Morales traveled to the Vatican for the church council Thursday, in which the Pope appointed 14 new cardinals, including Bolivia’s and Latin America’s first Indigenous cardinal, Toribio Porco Ticona.  

Morales expressed his excitement through social media. “Emotional consecration of brother Toribio Ticona as Cardinal in Bolivia. A historical and unprecedented act, not only for the country and the region but for all the world’s Indigenous movement. Now the church has a cardinal of the people,” Morales wrote on Twitter.

Ticona is a priest of rural and mining town of Coro Coro, west of La Paz. Before becoming a priest, Ticona also worked as a miner.

Morales and the Pope spoke about Bolivia's ongoing maritime dispute with neighboring Chile. “The brother pope Francis always asks about the sea issue, is a fact and he knows the history, surely he will ask, and we will talk about that issue as well.”

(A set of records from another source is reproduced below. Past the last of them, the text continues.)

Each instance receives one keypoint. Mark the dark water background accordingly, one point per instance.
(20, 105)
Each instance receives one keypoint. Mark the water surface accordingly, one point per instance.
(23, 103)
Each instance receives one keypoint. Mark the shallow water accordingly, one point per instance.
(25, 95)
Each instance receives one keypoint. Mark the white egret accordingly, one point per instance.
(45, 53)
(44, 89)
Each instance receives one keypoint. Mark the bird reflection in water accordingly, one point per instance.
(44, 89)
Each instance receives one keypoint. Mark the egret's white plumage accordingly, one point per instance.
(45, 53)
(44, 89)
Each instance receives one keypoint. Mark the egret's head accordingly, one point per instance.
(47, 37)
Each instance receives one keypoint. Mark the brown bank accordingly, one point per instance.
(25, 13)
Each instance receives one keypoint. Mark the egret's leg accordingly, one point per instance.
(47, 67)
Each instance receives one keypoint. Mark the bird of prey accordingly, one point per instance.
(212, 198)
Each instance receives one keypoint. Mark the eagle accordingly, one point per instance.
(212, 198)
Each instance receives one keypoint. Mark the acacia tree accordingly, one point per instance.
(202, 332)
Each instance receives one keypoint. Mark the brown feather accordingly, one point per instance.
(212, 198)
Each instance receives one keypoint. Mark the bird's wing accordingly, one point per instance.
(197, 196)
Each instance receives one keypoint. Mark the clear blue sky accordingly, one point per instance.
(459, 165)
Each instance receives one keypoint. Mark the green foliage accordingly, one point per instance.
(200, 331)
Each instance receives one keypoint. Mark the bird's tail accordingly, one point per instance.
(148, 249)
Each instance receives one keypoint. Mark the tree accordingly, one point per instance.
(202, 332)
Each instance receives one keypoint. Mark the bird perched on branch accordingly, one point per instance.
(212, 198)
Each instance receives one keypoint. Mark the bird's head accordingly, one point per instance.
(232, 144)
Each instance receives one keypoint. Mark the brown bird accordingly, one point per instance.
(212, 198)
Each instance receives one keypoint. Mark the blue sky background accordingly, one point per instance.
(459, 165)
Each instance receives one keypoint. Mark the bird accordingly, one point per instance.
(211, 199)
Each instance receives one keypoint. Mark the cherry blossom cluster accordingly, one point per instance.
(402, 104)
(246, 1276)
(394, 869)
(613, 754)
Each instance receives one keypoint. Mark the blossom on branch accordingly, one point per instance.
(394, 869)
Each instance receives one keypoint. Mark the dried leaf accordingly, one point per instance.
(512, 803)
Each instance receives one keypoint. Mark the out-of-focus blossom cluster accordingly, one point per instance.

The dispute, which is being heard at the International Court of Justice in The Hague, was also discussed in the previous meetings between the pair.

According to a statement, Pope Francis and Morales held a "cordial conversation" on bilateral relations and the "regional situation."

According to the Vatican, the Pope highlighted the duty Morales had to “work for a world of solidarity and peace, built on justice.” The pair also exchanged gifts according to the Vatican with the Pope gifting a medallion of the Angel of Peace, “which traps the demon of war and injustice.”

During Friday mass Pope Francis urged Christians to stop justifying and keeping themselves “far from real human dramas, which preserve us from contact with other people's concrete existence and, in the end, from knowing the revolutionary power of God's tender love."